Dans une enquête sur la cellule de l'État Islamique d’Adıyaman responsable de ces attaques, Aaron Stein et le journaliste américain Noah Blaser soulignent que « les échecs répétés de la police turque et des services de renseignement nationaux à arrêter les membres clés du groupe ont permis à la cellule de se réunir presque quotidiennement et de recruter plus de membres ». Par la suite, la vague d'arrestations contre l'EI enclenchée en mars 2015 n'a pas empêché l'organisation de l'attaque du 10 octobre, le pire attentat de l'histoire de la Turquie.
Selon Mehmet Kurt, l'incurie de la police turque face à l'EI s'explique par deux raisons : « Pour l'État turc, l'ennemi a toujours été le séparatiste kurde laïc. L'idée que la violence puisse provenir d'un discours radical basé sur la religion était donc inconcevable. En plus, il faut se souvenir de la volonté du régime d’Erdoğan de voir la chute de Bachar al-Assad à tout prix. L'EI étant l'opposant le plus puissant au régime syrien, la Turquie a voulu faciliter son combat… en fermant les yeux lorsque ses membres traversaient la frontière, par exemple. »

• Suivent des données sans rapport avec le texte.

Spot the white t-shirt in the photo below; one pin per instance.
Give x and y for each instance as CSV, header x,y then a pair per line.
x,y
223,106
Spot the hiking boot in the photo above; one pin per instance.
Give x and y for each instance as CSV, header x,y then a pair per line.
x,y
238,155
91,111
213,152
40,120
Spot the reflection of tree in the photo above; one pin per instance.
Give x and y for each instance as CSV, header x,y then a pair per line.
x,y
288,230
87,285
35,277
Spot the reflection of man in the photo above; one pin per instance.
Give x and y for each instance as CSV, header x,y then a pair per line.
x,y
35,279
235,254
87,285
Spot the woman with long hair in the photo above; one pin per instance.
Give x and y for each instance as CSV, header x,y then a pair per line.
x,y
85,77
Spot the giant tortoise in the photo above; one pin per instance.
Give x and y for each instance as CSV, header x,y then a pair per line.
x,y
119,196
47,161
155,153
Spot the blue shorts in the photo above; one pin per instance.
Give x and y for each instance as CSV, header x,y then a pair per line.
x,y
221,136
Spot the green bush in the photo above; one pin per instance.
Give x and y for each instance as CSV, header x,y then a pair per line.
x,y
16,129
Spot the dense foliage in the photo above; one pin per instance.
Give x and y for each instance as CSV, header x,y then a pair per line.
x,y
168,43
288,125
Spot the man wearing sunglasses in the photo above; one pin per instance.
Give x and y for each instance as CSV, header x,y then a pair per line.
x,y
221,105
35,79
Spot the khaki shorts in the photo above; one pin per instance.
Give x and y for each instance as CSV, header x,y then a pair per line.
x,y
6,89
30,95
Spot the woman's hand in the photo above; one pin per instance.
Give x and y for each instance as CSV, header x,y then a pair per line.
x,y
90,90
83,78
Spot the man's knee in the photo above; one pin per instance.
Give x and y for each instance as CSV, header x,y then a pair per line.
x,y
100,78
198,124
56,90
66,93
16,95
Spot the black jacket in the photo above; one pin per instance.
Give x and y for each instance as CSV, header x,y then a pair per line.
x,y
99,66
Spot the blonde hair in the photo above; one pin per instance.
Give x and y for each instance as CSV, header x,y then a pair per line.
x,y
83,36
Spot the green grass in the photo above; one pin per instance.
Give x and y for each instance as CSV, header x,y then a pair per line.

Alors que le conflit entre l'État turc et le mouvement kurde a été ravivé par les attentats de Suruç et d'Ankara, comment empêcher que l'État Islamique n'en profite pour accroître sa campagne de recrutement auprès des jeunes kurdes désœuvrés ? « Tout d'abord, il faut éduquer les gens à travers les médias, en insistant sur le fait que les crises politiques et économiques au Kurdistan doivent se résoudre démocratiquement. Ensuite, le processus de paix devrait redémarrer et l'État turc ne devrait plus ignorer les revendications du peuple kurde », estime Kamal Chomani, avant de conclure : « Mais par-dessus tout, les activités des salafistes djihadistes devraient être limitées. Or malheureusement, ces derniers sont souvent soutenus par les gouvernements en place dans la région. »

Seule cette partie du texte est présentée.